As I look back on it now, certainly there were things we did very wrong.

For one, we should have moved first and strongest to gain and consolidate political power of our own rather than continuing to depend on white politicians, with an understanding (that the Democratic Party does not have even yet) that holding the low-level offices is absolutely essential in maintaining the machine and the base that brings in the votes for higher officers.

For another, we should have kept better control of our own education. Gaining those local officers, we should have improved our own schools instead of sending our children out of them. We should have continued to promote our HBCUs.

We should have maintained control of our own image rather than handing it to Hollywood. We should have used the newly opened avenues of investment to invest in our own production companies--and kept our image-manufacturers in Atlanta and Memphis and Detroit.

But self-segregation is ultimately just as tragic as enforced segregation because the Petri dish is too small.

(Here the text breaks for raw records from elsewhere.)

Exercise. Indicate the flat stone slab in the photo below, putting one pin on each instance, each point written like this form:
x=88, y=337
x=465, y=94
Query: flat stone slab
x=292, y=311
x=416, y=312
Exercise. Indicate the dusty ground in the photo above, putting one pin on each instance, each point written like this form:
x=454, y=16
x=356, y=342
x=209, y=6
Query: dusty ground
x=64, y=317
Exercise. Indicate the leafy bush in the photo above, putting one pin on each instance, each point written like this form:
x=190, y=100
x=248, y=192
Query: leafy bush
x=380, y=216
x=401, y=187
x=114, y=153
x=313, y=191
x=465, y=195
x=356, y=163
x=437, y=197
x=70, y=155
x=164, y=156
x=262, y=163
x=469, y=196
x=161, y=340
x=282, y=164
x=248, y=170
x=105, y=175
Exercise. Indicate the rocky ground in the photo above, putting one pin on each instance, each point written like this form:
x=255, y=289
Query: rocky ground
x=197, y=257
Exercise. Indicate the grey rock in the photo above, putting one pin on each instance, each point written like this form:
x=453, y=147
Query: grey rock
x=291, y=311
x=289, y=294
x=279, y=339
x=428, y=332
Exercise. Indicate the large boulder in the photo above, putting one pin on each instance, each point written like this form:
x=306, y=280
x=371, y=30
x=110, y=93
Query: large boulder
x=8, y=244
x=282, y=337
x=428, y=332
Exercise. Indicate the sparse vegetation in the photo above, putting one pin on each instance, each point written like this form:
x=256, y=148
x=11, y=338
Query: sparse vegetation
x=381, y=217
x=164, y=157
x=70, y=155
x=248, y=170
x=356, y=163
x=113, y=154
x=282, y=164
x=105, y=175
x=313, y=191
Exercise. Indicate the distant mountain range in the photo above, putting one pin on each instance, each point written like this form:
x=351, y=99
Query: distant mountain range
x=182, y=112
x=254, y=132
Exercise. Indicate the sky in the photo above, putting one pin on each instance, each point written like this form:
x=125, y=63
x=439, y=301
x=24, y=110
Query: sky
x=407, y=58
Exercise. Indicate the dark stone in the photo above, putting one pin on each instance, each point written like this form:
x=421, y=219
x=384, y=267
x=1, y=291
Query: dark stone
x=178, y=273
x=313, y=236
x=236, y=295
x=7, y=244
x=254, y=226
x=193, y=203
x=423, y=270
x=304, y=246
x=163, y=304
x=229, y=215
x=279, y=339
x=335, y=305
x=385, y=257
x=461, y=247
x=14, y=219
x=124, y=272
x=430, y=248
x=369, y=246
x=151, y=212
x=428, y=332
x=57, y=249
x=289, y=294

Did you watch "Hidden Figures?" What were those brilliant women going to do if they remained in the black community? Teaching grade school? Doing CPA for Al's Burgers? Even if we imagine an upswing in black businesses, the Petri dish is still too small.

Would you say that star black athletes should all have become high school coaches in black communities rather than play for the national leagues?

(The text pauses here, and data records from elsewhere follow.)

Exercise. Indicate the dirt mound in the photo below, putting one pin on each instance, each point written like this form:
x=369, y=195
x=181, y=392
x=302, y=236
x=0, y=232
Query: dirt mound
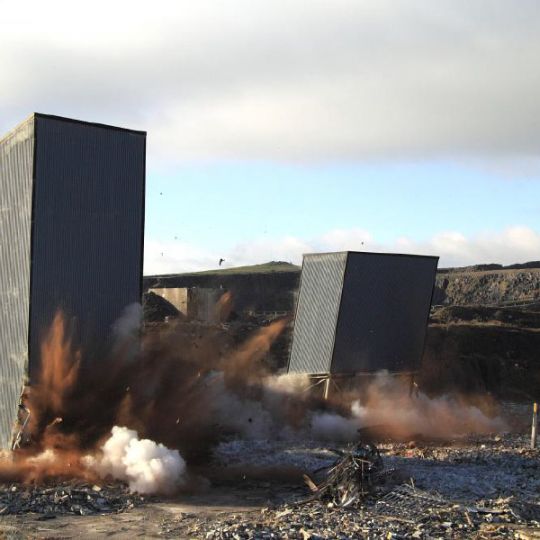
x=156, y=308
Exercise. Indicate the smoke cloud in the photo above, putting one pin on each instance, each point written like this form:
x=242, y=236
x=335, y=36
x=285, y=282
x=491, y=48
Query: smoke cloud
x=146, y=466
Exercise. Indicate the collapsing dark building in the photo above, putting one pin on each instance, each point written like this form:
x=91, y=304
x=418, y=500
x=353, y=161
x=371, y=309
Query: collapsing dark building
x=361, y=313
x=72, y=215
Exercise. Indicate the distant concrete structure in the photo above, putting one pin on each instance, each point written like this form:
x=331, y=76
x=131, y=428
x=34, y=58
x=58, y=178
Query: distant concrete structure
x=361, y=312
x=72, y=218
x=177, y=296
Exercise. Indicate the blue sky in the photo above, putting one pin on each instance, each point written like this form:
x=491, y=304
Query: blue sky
x=226, y=203
x=220, y=205
x=291, y=126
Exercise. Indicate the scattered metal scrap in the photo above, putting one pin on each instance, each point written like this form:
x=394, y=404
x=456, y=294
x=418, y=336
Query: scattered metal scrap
x=69, y=497
x=351, y=477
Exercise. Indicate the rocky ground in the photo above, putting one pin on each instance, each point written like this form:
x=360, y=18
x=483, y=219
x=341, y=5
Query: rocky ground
x=486, y=487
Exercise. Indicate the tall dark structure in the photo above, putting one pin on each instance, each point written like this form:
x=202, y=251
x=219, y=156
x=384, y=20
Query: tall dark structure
x=72, y=219
x=361, y=312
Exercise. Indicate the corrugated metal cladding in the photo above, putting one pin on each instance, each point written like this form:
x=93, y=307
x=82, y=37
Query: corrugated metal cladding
x=16, y=165
x=72, y=214
x=88, y=228
x=317, y=311
x=384, y=302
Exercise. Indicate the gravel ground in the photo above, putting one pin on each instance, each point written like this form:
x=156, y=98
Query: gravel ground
x=486, y=487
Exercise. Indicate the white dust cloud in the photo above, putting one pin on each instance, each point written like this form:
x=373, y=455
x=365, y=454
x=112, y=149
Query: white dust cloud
x=146, y=466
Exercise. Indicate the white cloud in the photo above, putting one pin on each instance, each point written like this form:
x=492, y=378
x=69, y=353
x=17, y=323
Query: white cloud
x=514, y=244
x=287, y=79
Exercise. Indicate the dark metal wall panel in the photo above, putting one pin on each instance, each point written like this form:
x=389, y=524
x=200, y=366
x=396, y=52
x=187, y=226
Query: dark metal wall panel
x=16, y=167
x=316, y=313
x=88, y=228
x=384, y=310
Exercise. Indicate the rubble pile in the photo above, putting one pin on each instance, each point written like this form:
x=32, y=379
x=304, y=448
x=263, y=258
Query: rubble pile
x=351, y=478
x=476, y=488
x=66, y=498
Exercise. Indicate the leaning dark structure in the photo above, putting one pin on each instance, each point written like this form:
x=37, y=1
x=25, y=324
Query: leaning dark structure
x=361, y=312
x=72, y=218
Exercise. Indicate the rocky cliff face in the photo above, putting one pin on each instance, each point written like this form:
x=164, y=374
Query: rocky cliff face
x=493, y=287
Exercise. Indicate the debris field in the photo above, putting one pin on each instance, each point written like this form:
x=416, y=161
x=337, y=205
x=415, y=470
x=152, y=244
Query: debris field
x=478, y=487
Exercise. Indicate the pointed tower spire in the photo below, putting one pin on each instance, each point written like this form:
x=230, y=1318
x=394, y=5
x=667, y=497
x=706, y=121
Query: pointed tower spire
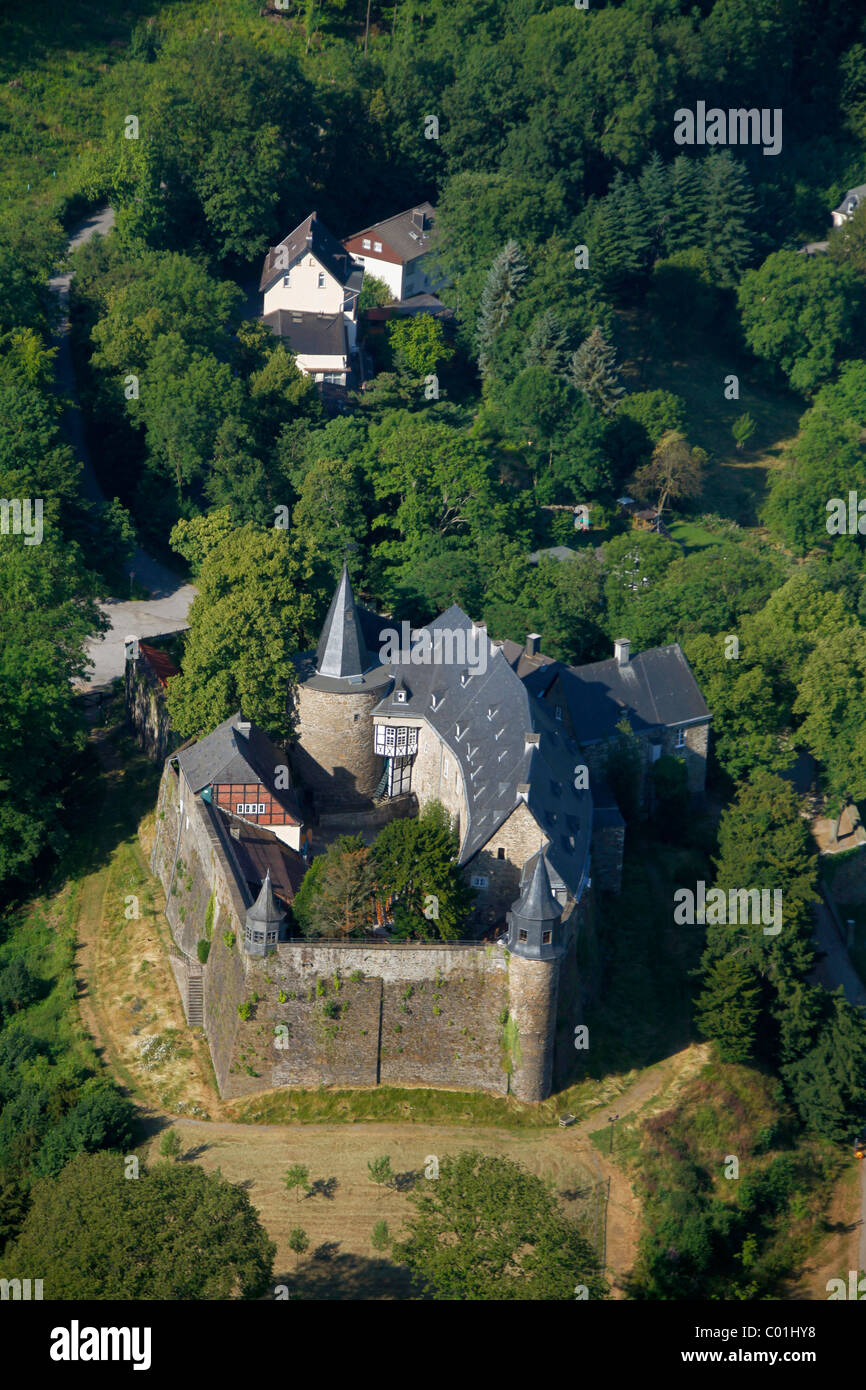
x=534, y=919
x=341, y=649
x=263, y=920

Should black doctors have eschewed opportunities to learn cutting-edge medicine in the best hospitals?

Those black people who had the potential to be astronauts, generals, CEOs, computer scientists...the Petri dish was and is too small for them.

There are certainly ways we could have used integration with a lot more savvy...but to say that integration, per se, was an error is playing right into the hands of our enemies and failing to understand where we were.

We should never let ourselves be quoted as saying integration was a mistake. We didn't do it as smartly as we should have, but it was certainly not a mistake.